I can feel the weight of that fear in your words, and I want to stay right here with you in this darkness, without trying to pull you out of it before you are ready. When the heart is heavy with what it has done, the silence of God can feel like a verdict, and that pain is real. Saint Augustine knew this desolation intimately; he wrote of a grief so profound that it colored everything he saw: “My heart was darkened with grief, and whatever I looked upon was death. My own country became a torment to me, and my father’s house a strange unhappiness; and everything I had shared with him, without him turned into an immense torment. My eyes searched for him everywhere, but he was not given to me” [3].
Perhaps you are finding that your own guilt has become a similar torment, making the world feel like a place where God’s presence has been withdrawn.

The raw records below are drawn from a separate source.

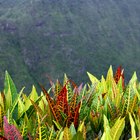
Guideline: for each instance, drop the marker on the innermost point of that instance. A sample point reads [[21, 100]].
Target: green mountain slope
[[51, 37]]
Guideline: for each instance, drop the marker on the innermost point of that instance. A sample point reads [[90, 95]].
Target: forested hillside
[[41, 38]]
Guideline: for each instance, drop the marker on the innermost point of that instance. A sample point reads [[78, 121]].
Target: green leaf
[[117, 129], [133, 131], [106, 134], [67, 134], [93, 79], [78, 136]]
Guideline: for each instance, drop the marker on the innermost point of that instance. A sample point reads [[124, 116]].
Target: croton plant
[[106, 109]]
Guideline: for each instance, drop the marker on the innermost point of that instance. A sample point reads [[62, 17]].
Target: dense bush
[[106, 109]]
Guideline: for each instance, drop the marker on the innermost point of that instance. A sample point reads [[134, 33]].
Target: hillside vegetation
[[40, 38]]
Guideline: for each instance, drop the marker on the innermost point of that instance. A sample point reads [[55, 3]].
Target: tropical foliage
[[106, 109]]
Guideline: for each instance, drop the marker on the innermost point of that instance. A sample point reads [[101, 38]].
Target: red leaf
[[62, 102], [52, 105], [119, 73]]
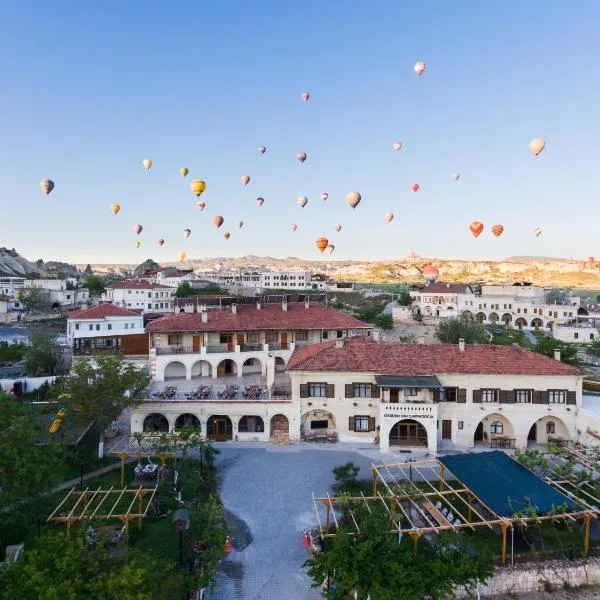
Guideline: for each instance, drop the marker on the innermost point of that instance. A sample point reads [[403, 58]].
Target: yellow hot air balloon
[[197, 186], [322, 243], [537, 145]]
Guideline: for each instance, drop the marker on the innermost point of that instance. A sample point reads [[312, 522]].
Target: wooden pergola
[[414, 509], [99, 504]]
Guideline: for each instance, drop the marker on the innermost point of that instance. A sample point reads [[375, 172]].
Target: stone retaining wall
[[539, 577]]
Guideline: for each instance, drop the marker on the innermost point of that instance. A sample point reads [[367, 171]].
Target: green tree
[[44, 355], [102, 389], [94, 284], [465, 327], [568, 352], [374, 565], [59, 568]]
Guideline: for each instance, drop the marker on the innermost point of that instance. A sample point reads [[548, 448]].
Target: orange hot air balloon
[[322, 243], [497, 230], [476, 228]]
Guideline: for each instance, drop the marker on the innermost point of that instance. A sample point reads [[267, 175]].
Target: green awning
[[417, 381]]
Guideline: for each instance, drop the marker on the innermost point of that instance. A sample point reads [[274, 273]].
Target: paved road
[[270, 489]]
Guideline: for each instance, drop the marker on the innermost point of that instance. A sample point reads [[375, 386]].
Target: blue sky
[[89, 89]]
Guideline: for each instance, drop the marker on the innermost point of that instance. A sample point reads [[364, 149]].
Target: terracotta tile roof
[[249, 318], [364, 355], [103, 310], [138, 285], [442, 288]]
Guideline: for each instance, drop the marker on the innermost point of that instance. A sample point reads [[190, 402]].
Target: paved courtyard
[[269, 488]]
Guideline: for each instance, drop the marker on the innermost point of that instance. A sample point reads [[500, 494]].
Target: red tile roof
[[138, 285], [249, 318], [364, 355], [103, 310]]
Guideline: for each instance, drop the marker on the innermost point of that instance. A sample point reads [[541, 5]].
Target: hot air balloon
[[353, 199], [46, 185], [197, 186], [322, 243], [476, 228], [537, 145]]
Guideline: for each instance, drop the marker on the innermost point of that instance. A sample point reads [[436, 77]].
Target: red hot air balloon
[[476, 228]]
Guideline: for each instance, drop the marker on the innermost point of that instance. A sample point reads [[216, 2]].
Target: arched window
[[497, 427]]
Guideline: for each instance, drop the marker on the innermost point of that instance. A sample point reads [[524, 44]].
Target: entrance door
[[196, 343], [446, 429]]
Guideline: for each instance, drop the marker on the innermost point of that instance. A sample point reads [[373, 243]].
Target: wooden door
[[446, 429], [196, 343]]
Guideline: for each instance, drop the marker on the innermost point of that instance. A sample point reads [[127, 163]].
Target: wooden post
[[586, 542], [504, 530]]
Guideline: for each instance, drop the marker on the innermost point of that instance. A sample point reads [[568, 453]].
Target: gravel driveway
[[269, 488]]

In this raw place, it may be that the most honest prayer is simply to let that anguish be real before Him, just as Job did when he cried out from the depths of his suffering: “Who will grant me that I may know and find him and come even to his throne? [...] That I might know the words he would answer me, and understand what he would say to me. [...] At his presence I am terrified, and when I consider him, dread seizes me. God has softened my heart, and the Almighty has troubled me” [2].
You are not being asked to fix this feeling or to find immediate comfort. Even when the fear tells you that you are abandoned, there is a voice that whispers otherwise, inviting you simply to bring your burden as you are: “Come to me, all who labor and are heavy laden, and I will give you rest” [4]. I wonder if, in time, your heart might slowly begin to trust that this rest is still meant for you, even now.